Il giudice monocratico scrive, inoltre, che “le ulteriori condotte realizzate nel 2015, nel contesto delle nuove indagini della Procura della Repubblica di Roma, fossero finalizzate a celare quelle di falso risalenti al 2009 (coinvolgenti il Comandante del Gruppo di allora, il Colonello Alessandro Casarsa e il suo più stretto collaboratore, il tenente Francesco Cavallo in servizio in quel momento presso il Comando Provinciale di Roma, contiguo all'ufficio del Comandante del Reparto Operativo, Colonnello Lorenzo Sabatino), considerata la qualità dei protagonisti e dei rapporti tra alcuni di loro, e che i fatti risalenti al 2018, nel corso del dibattimento del cosiddetto Cucchi bis, avessero lo scopo di svilire la credibilità di Riccardo Casamassima, teste rilevante per l'ipotesi accusatoria”.

"Alla stregua del materiale probatorio in atti, valutato nel suo complesso, deve ritenersi che la falsificazione delle due annotazioni avessero la finalità di allontanare l'attenzione dall'operato dei carabinieri così da evitare qualsiasi coinvolgimento del Comandante del Gruppo Carabinieri Roma, il colonnello Alessandro Casarsa, considerato che l'immagine dell'Arma capitolina era mediaticamente esposta e che già altri militari erano stati coinvolti nei gravi fatti in danno del Presidente della Regione Lazio.
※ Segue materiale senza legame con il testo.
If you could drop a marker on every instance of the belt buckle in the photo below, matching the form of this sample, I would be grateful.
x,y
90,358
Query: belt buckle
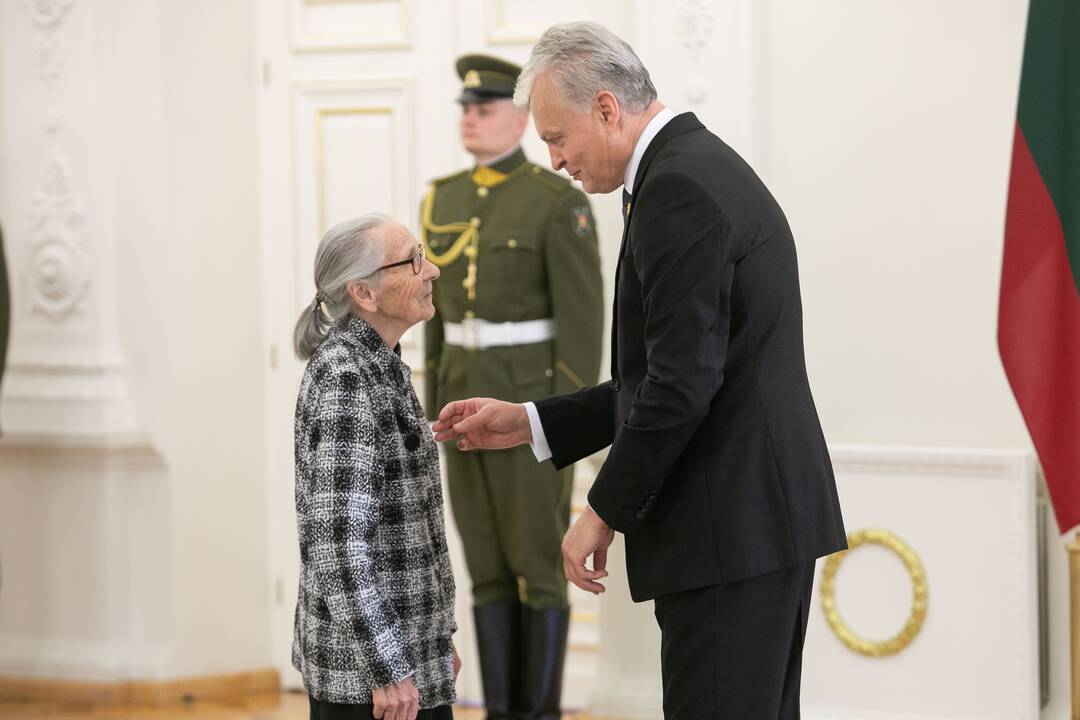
x,y
470,334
Allontanando i sospetti dai carabinieri – si legge - non poteva di certo mettersi in discussione l'azione di comando da parte del vertice del Comando Gruppo Carabinieri Roma la cui figura rischiava di essere quanto meno indebolita dalla vicenda, ancor più dopo i fatti che avevano coinvolto il Presidente della Regione Lazio".

"La versione ufficiale dell'Arma dei Carabinieri sulla morte di Stefano Cucchi era stata 'confezionata' escludendo ogni possibile coinvolgimento dei militari così che l'immagine e la carriera dei vertici territoriali e, in particolare, del comandante del Gruppo Roma, Alessandro Casarsa, non fosse minata" scrive il giudice monocratico. "E' inoltre provato – si legge nelle oltre 400 pagine - che il contenuto delle annotazioni fu modificato, in data 27 ottobre 2009, secondo le indicazioni del Comandante Casarsa, modifiche che erano state sollecitate attraverso il suo 'braccio destro', il colonnello Francesco Cavallo, dal comandante della Compagnia dei Carabinieri Montesacro, Luciano Soligo, da cui dipendeva la Stazione Tor Sapienza, superiore gerarchico dei due firmatari".

"Tutti gli imputati avevano la consapevolezza che, attraverso le condotte da ciascuno posta in essere, si giungeva alla modifica e all'alterazione del contenuto delle annotazioni, consentendo così di rappresentare uno Stefano Cucchi che stava male di suo, perché molto magro, tossicodipendente, epilettico" si legge nelle motivazioni della sentenza. "D'altro canto, si resero necessarie telefonate, colloqui, persino una ricostruzione della scena vissuta da Di Sano, e le modifiche non furono apportate dagli interessati. A Di Sano fu detto 'leggi, firma e poi vediamo se parti'. Tali evenienze - si legge nelle motivazioni della sentenza - complessivamente apprezzate unitamente ai rilievi precedentemente evidenziati, conducono a ritenere che vi furono delle titubanze proprio in ragione della natura illegittima e manifestamente criminosa dell'ordine".

Il generale Alessandro Casarsa, scrive il giudice monocratico, "a dispetto del giuramento prestato e della sua qualità di ufficiale dei carabinieri, con il ruolo di Comandante del Gruppo Carabinieri Roma, ha concepito e determinato le condotte di falso". Il giudice sottolinea "il disegno criminoso riconducibile a Casarsa (condannato a 5 anni, ndr.) e al suo interesse di far apparire Stefano Cucchi come un soggetto in precarie condizioni di salute perché tossicodipendente e affetto da altre patologie così da consentire una ricostruzione alternativa della vicenda, allontanando i sospetti sugli appartenenti all'Arma ed evitare possibili ricadute sulla sua posizione di Comandante del Gruppo Roma”.